Le livre de l'apocalypse en première lecture nous a présenté cette assemblée du ciel, venant de la grande épreuve, maintenant tournée vers le Christ.
Le psaume en écho : voici le peuple immense de ceux qui t'ont cherché.
3- Le psalmiste dit : « Qui peut gravir la montagne du Seigneur et se tenir dans le lieu saint ? » Nous pourrions être tenté de lire cette question comme un aveu d'impuissance
En fait, le psalmiste ne doute pas. Il croit que ce chemin s'ouvre à celui qui marche dans la voie du Seigneur, en mettant en lui sa confiance. Ce chemin est toujours ouvert, toujours à parcourir, à reprendre.

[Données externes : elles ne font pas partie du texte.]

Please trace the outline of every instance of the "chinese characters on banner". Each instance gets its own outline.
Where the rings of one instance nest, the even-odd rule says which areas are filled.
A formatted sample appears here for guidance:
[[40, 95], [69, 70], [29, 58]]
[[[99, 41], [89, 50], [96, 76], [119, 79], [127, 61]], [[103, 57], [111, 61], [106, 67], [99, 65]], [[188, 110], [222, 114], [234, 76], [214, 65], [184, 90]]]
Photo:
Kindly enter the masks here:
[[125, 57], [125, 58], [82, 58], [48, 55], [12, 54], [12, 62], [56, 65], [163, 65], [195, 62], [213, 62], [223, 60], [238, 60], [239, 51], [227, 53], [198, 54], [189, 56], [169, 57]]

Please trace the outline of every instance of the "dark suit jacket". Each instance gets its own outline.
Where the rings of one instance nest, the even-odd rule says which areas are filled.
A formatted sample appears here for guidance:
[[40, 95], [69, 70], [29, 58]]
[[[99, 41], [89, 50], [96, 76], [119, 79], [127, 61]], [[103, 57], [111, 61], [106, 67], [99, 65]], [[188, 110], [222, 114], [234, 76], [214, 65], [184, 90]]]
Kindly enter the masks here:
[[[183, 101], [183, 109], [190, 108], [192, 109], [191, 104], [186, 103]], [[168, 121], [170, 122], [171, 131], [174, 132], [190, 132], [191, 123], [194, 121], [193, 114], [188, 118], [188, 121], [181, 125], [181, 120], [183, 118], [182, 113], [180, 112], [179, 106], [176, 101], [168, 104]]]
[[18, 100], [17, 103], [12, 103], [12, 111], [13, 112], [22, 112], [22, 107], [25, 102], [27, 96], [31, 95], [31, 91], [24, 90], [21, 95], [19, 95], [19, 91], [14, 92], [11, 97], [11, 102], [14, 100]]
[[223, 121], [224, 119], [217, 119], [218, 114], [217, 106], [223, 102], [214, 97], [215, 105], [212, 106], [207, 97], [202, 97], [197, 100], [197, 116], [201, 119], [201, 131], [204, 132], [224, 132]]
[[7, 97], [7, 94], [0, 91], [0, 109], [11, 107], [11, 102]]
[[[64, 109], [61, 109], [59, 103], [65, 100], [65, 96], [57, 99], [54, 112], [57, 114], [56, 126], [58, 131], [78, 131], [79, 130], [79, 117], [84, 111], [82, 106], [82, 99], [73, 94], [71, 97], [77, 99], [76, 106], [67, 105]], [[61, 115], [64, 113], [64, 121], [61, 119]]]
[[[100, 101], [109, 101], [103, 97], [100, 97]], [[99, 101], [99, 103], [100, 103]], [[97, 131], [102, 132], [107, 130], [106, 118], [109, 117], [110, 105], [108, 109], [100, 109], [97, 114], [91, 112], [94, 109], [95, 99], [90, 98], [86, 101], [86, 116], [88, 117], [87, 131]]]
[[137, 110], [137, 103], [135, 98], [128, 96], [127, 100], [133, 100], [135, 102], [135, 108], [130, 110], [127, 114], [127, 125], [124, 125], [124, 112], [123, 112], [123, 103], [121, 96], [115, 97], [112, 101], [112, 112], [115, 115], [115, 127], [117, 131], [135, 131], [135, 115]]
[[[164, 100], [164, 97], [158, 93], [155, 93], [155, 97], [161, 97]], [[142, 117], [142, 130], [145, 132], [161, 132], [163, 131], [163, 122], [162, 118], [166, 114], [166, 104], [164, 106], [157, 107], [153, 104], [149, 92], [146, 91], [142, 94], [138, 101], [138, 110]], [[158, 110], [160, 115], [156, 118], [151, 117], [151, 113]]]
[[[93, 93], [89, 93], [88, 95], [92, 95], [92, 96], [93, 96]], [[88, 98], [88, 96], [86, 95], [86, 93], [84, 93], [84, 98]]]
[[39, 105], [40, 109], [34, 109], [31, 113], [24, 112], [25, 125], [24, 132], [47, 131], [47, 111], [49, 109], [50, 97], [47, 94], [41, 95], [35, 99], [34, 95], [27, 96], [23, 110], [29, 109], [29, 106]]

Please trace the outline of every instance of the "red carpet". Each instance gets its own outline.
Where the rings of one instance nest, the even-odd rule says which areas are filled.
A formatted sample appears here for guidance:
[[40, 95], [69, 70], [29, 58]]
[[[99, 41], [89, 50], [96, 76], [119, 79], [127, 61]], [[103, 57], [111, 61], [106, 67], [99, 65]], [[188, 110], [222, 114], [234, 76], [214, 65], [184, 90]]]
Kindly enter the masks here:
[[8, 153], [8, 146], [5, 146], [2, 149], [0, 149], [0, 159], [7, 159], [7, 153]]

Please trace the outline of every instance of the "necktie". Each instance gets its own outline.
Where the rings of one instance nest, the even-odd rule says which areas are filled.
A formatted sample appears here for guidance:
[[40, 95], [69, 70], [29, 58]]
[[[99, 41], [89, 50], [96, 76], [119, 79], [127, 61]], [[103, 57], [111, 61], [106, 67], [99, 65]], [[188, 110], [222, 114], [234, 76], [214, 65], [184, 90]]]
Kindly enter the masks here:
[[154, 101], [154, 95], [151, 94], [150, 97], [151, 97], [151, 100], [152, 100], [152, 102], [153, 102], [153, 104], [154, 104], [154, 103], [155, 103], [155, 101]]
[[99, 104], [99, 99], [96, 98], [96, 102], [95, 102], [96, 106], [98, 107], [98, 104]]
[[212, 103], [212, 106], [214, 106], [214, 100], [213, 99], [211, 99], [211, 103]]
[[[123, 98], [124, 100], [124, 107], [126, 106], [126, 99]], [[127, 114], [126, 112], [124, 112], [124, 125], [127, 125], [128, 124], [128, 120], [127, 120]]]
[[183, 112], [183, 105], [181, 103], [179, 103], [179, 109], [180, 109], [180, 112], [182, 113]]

4- Le seul saint est Dieu. La seule perfection est en Dieu. Souvent nous avons une vision et une visée toute humaine de la perfection. Et nous sommes déçus de ne pas l'atteindre, de ne pas correspondre à ce que nous cherchons à devenir, c'est-à dire d'atteindre l'image de nous-même que nous nous forgeons, alors qu'il nous faut inlassablement nous laisser construire et conduire par Dieu, comme en témoignent tant de vies. Laissons nos désillusions pour nous laisser façonner par Dieu, comme le publicain l'exprimait dans sa prière au temple en toute humilité, avec confiance. Vivre en enfants du Père, naître et renaître.
5- Saint Jean dans sa lettre (deuxième lecture) nous livre une certitude et une espérance : « ce que nous serons n'est pas encore manifesté. Nous le savons, quand cela sera manifesté, nous serons semblables à Dieu, car nous le verrons tel qu'il est ». Mettons en Dieu notre espérance. Avançons avec cette certitude au cœur, sans renoncer, sans nous décourager.
Demain nous commémorerons tous les fidèles défunts, tous appelés à la sainteté de Dieu, comme nous-mêmes.
Les rites funéraires et les symboles viennent dire ce que l'on croit de la vie au long de son parcours et après. Les symboles des sarcophages de l'antiquité chrétienne sont éclairants : le chrisme avec l'Alpha et l'Omega, monogramme du Christ, confession au Christ commencement et fin de toute chose ; le mot Pax, la paix de Dieu reçue en partage – représentée encore par la colombe ; l'image du bon berger portant sa brebis, le navire traversant les flots pour atteindre le port ; l'orant qui ne cesse de tourner vers Dieu dans son intercession ; le poisson – dont le terme grec Ixtus forme l'acrostiche, exprimant la foi en Jésus Sauveur. Tous ces symboles renvoient à la vie chrétienne, à toute la vie chrétienne du baptême jusqu'au passage ultime de la mort à la vie. La mort devient alors l'ultime et nouvelle naissance à notre vraie vie
Que disent aujourd'hui nos rites et nos symboles funéraires de ce que nous croyons ?
Quelles perspectives reçoit notre vie ? Quel est son horizon, foncièrement et à chaque instant ?
La foi ne va pas sans un langage et des représentations qui pour nous sont le reflet non seulement de ce que nous croyons et voulons croire, mais ce que Dieu nous a révélés. Cette lumière traverse le temps et transcende toute culture et tout moment de l'histoire de notre humanité.
Les creux de la vague ne doivent pas nous empêcher de savoir le port où nous allons.